Systems Research Engineer - LLM Optimisation (vLLM / TensorRT-LLM) in Broughton employer: Project People

Join a pioneering team in Edinburgh that is redefining AI infrastructure and large-scale model deployment. As a Systems Research Engineer, you will benefit from a competitive salary and a generous benefits package, while working in a collaborative environment that fosters innovation and professional growth. With opportunities to publish your research and engage with multidisciplinary teams, this role offers a unique chance to contribute to cutting-edge technology in a vibrant city centre location.

Project People

Contact Details:

Project People Recruitment Team

StudySmarter Expert Advice🤫

We think this is how you could land Systems Research Engineer - LLM Optimisation (vLLM / TensorRT-LLM) in Broughton

Tip Number 1

Network like a pro! Reach out to folks in the industry on LinkedIn or at local meetups. A friendly chat can sometimes lead to opportunities that aren’t even advertised yet.

Tip Number 2

Show off your skills! Create a portfolio or GitHub repository showcasing your projects related to distributed systems and AI infrastructure. This gives potential employers a taste of what you can do.

Tip Number 3

Prepare for interviews by brushing up on your technical knowledge and problem-solving skills. Practice common interview questions related to LLM optimisation and distributed systems to boost your confidence.

Tip Number 4

Don’t forget to apply through our website! It’s the best way to ensure your application gets seen by the right people. Plus, we love hearing from passionate candidates like you!
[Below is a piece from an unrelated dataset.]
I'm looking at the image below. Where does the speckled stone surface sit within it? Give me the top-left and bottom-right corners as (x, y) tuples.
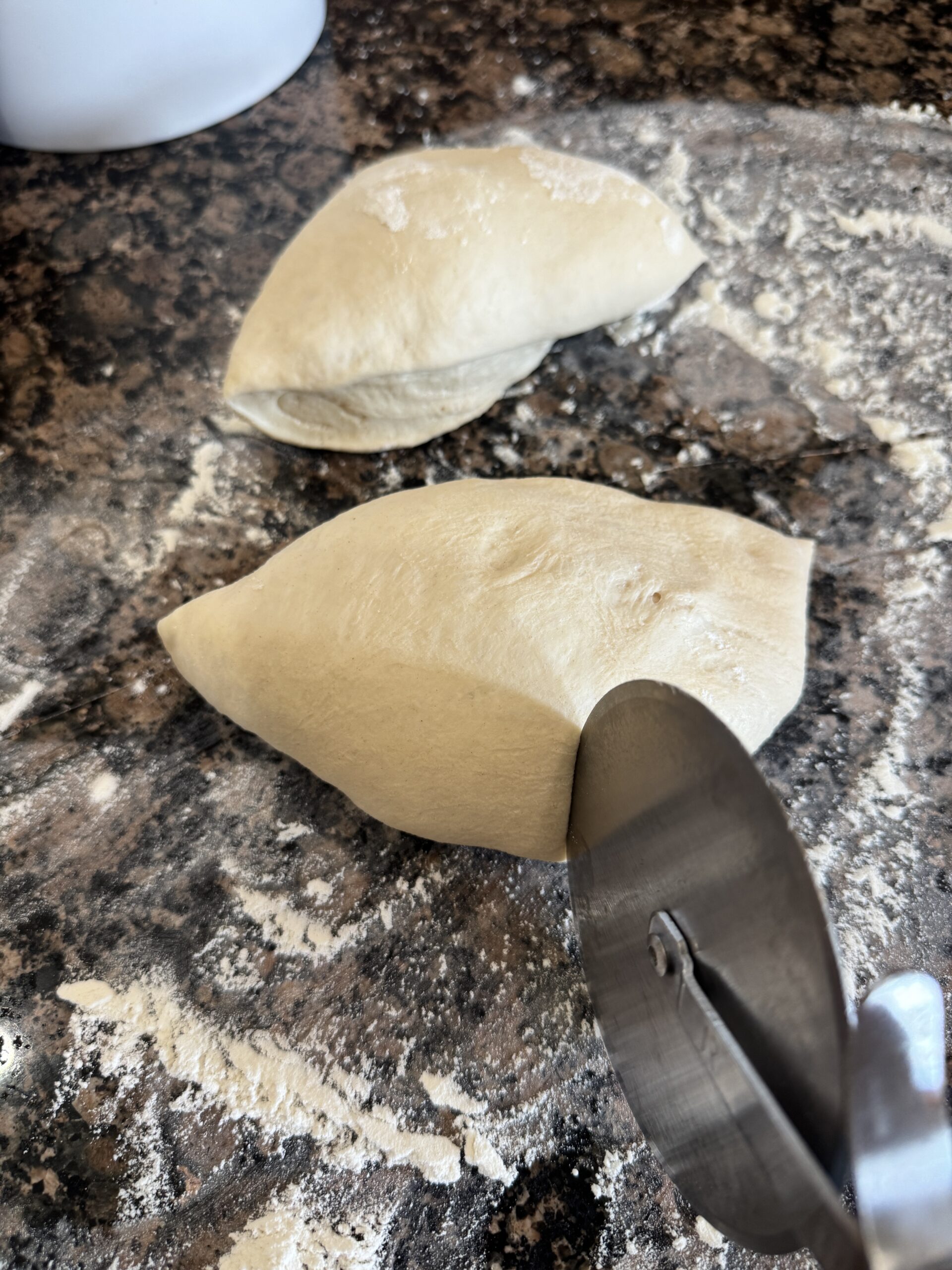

We think you need these skills to ace Systems Research Engineer - LLM Optimisation (vLLM / TensorRT-LLM) in Broughton

Distributed Systems Research & Development
Performance Optimization & Profiling
Scalable Model Serving Infrastructure
Research & Publications
Cross-Team Collaboration
LLM Inference / Serving Framework Optimization
Distributed KV Cache Optimization

Some tips for your application 🫡

Tailor Your CV:Make sure your CV reflects the skills and experiences that align with the Systems Research Engineer role. Highlight your experience with LLMs, distributed systems, and any relevant projects you've worked on. We want to see how you fit into our vision!

Craft a Compelling Cover Letter:Your cover letter is your chance to shine! Use it to explain why you're passionate about AI infrastructure and how your background makes you a great fit for our team. Keep it engaging and personal – we love to see your personality come through!

Showcase Your Research Experience:If you've got research experience, especially in systems or distributed computing, make sure to highlight it! Mention any publications or projects that demonstrate your ability to innovate and contribute to cutting-edge technology. We value research-driven minds!

Apply Through Our Website:We encourage you to apply directly through our website. It’s the best way to ensure your application gets to us quickly and efficiently. Plus, it shows you’re keen on joining our team at StudySmarter. Don’t miss out on this opportunity!

How to prepare for a job interview at Project People

Know Your Tech Inside Out

Make sure you’re well-versed in the technologies mentioned in the job description, like vLLM, TensorRT-LLM, and distributed systems. Brush up on your knowledge of performance optimisation techniques and be ready to discuss how you've applied them in past projects.

Showcase Your Research Skills

Since this role involves translating research into practical applications, prepare to talk about any relevant research you've conducted. Highlight your experience with publications or presentations at conferences, as this will demonstrate your ability to contribute to the team’s innovative goals.

Prepare for Technical Questions

Expect technical questions that assess your understanding of distributed systems and AI infrastructure. Practice explaining complex concepts clearly and concisely, as effective communication is key when collaborating with multidisciplinary teams.

Ask Insightful Questions

At the end of the interview, don’t shy away from asking questions about the company’s current projects or future directions in AI infrastructure. This shows your genuine interest in the role and helps you gauge if it’s the right fit for you.